报告人:张艺赢 副研究员
报告题目:Insurance demand under government interventions and distorted probabilities
报告时间:2025年11月4日(周二)下午16:00-17:00
报告地点:云龙校区6号楼304会议室
主办单位:数学与统计学院、数学研究院、科学技术研究院
报告人简介:
张艺赢,南方科技大学数学系副研究员、助理教授、博士生导师。曾赴鲁汶大学和阿姆斯特丹大学进行联合学术访问。主要开展最优(再)保险设计、巨灾保险、风险减量、风险度量、系统性风险等研究。在Insurance: Mathematics and Economics、SIAM Journal on Financial Mathematics、Quantitative Finance、European Journal of Operational Research、Reliability Engineering & System Safety等期刊发表学术论文约80篇,谷歌学术显示总引用1120次,h-index为20。正在主持国自然面上1项、深圳市面上2项,完成国自然青年1项、广东省面上1项、天津市青年项目1项。担任国际SCIE期刊《Hacettepe Journal of Mathematics and Statistics》编委会成员(统计学Area Editor)。
报告摘要:
In this article, we investigate the optimal insurance demand for an individual under risk-adjusted distorted probabilities, considering the participation of government interventions, such as premium subsidies and disaster relief. We model the premium subsidy as a non-decreasing function ranging from 0 to 1, representing the percentage of government support, whereas the relief assistance is characterized by a 1-Lipschitz relief scheme function, reflecting the government's effort in post-disaster recovery.

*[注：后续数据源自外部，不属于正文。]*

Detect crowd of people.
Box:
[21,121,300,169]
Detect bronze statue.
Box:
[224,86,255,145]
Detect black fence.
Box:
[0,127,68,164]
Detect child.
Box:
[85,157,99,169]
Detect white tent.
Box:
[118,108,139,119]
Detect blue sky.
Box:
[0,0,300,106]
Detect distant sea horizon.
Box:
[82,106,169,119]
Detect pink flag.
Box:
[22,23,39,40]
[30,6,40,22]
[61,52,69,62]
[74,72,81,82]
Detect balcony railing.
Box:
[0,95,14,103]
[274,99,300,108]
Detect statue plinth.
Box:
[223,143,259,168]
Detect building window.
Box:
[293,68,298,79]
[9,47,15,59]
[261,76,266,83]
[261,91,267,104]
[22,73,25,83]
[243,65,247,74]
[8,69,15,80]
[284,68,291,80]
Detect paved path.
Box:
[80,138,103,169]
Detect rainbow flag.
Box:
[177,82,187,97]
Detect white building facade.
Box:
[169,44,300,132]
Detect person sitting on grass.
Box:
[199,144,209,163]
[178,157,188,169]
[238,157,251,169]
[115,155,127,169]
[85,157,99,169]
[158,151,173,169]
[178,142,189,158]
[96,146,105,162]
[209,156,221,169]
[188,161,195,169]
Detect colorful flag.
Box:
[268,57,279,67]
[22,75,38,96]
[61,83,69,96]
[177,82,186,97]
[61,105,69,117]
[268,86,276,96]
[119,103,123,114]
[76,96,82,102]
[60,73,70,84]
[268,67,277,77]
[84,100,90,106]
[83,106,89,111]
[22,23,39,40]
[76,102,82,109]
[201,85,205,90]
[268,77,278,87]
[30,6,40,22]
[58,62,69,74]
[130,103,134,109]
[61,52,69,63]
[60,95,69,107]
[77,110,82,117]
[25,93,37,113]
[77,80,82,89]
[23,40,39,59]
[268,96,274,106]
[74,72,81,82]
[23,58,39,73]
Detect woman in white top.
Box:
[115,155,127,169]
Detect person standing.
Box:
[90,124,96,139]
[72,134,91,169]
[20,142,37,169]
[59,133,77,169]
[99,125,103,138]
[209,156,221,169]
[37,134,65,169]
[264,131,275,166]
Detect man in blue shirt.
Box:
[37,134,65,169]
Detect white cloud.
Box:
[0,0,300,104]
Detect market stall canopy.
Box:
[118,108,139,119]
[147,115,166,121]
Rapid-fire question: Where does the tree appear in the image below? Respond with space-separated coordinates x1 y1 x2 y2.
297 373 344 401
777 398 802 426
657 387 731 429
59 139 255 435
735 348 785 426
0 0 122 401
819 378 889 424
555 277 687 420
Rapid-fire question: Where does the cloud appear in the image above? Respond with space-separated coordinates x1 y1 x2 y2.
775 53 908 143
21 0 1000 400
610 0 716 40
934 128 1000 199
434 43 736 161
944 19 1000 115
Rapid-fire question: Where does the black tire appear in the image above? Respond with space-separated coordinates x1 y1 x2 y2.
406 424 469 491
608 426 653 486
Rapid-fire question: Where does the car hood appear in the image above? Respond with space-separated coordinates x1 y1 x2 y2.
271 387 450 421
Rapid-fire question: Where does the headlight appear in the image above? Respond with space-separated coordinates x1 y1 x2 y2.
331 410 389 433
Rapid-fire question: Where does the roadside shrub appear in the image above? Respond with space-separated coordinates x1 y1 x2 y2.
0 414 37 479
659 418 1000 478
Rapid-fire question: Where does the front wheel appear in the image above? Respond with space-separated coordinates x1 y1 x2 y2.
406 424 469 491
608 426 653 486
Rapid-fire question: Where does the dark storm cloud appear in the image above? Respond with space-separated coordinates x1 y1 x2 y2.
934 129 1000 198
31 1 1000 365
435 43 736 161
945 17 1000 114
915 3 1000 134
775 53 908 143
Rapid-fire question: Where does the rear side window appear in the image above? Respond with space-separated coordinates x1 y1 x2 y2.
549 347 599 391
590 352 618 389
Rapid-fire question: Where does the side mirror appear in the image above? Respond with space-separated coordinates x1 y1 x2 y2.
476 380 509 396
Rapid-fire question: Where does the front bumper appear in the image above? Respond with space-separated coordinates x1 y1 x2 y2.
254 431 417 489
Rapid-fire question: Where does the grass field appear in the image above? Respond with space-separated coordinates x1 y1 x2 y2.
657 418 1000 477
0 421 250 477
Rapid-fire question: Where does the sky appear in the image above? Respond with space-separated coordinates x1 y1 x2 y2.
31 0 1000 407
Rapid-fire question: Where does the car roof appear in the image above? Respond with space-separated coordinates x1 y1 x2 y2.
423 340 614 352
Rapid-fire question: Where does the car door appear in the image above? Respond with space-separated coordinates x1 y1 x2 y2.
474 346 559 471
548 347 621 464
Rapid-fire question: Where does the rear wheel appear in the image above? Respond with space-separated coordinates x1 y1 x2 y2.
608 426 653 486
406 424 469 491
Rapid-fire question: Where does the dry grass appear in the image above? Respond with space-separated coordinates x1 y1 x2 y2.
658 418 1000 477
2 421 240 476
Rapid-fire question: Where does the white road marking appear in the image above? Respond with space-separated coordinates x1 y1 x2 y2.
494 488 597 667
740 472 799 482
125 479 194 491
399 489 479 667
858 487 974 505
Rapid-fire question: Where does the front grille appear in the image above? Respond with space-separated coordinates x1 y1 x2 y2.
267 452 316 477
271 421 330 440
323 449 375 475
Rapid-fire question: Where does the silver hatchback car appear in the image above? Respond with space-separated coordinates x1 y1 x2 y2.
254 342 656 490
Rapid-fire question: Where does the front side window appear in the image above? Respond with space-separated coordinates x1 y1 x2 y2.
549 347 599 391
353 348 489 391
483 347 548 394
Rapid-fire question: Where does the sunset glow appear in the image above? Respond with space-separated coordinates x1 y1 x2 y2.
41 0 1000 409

When the expected value premium principle is employed, the general form of the optimal retained loss function for the policyholder is derived by jointly applying the calculus of variations and the marginal indemnification function approach when the relief scheme function is concave. We demonstrate that the optimal retained loss function takes a layered form, shaped by the trade-off between government premium subsidies and relief assistance, and can be further characterized by an ordinary integro-differential equation. In particular, explicit solutions are obtained for VaR and general convex distortion risk measures. To provide further insights, we explore two nontrivial extensions: one investigates the design of the optimal safety loading from the insurer's perspective, while the other examines the impact of the government's budget constraint. Finally, we present numerical examples to illustrate and validate the main findings of the paper.